POST _ingest/pipeline/blog-demo-pipeline/_simulate
{
  "docs": [
    {...}
  ]
}
POST users/_doc?pipeline=blog-demo-pipeline
{...}

POST _reindex
{
  "source": {
    "index": "existing index name"
  },
  "dest": {
    "index": "new index name",
    "op_type": "create",
    "pipeline": "blog-demo-pipeline"
  }
}

Data Replication

Elasticsearch has concepts of Primary Shard and Replica Shard.

The process of replicating data from Primary to replica shard is called Data Replication. The core consideration of Data Replication is the delay ( Lag ) of Replica and Primary. If Lag is always 0, then it is real-time replication with the highest reliability. Elasticsearch implements Data Replication with the help of Document Replication and Segment Replication.

Document Indexing

Input data to Elasticsearch is analyzed and tokenized before it gets stored. Typically only the analyzed tokens are stored by the Lucene library. Elasticsearch also stores the original document as received in a special field called the _source. Although it consumes additional storage space, _source field is critical in providing document update functionality and is also required for reindex operations.

Document Routing

Elasticsearch uses a routing algorithm to distribute our documents to the underlying shards while indexing. Each of the documents will be indexed in one and only one primary shard. The documents are evenly distributed so there is no chance of one of the shards getting overloaded.

The routing algorithm is a simple formula where Elasticsearch deduces the shard for a document during indexing or searching:

shard = hash(id) % number_of_shards

The hash function expects a unique id, generally a Document ID, or even a custom ID provided by the user.

Note: Documents are not retrieved from the primary shard but ES leverages Adaptive Replica Selection (ARS) to pick a shard from the replication group.

The flow of Index requests in ES

The request is received by a coordinating node.
The node routes docs to their indexes and shards.
Primary and replica shards write(parallel) the docs into translog.
Docs are normalized (mapping & Analysis) and stored on an in-memory buffer.
Indexes are refreshed for them to be searchable.
Lucene commits new segments on disks.

Document Searching

Query Phase — Coordinating node routes the request to all the shards in the index. The shards, independently, perform search and create a priority queue of the results sorted by relevance score. All the shards return the document IDs of the matched documents and relevant scores to the coordinating node. The coordinating node creates a new priority queue and sorts the results globally. The coordinating node creates a priority queue sorting results from all the shards and returns the top 10 hits.
Fetch Phase — Coordinating nodes then requests the original documents from the shards. The shards enrich the documents and return them to the coordinating node.
Document Scoring — Term Frequency(TF), Inverse Document Frequency(IDF), Norm. relevance_score = TF * IDF . We can attach an indices_boost object at the same level as the query object. This will increase the precedence of the boosted index. Now ES uses Okapi BM25 algorithm to calculate relevance.
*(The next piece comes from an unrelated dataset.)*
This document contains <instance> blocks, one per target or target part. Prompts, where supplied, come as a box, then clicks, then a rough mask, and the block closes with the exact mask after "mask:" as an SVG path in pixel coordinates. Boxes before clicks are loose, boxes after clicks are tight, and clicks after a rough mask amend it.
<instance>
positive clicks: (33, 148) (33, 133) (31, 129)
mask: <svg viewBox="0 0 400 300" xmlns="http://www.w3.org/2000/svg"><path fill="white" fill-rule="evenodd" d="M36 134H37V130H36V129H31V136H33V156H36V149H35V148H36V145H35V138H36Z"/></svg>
There are multiple types of search query predicates:

Term, Terms
ids
exists
range
wildcard
Prefix
regexp
match_phrasse, multi_match, match_all
fuzzy
synonyms

Filter vs Query Context

Filter Context provides a Yes/No answer on the match against the provided query. Filters are cached by default and they don’t contribute to the relevance score of the document. Query Context, however, shows how well each document matches the query. It makes use of Analyzers to make a decision. The results include a relevance score.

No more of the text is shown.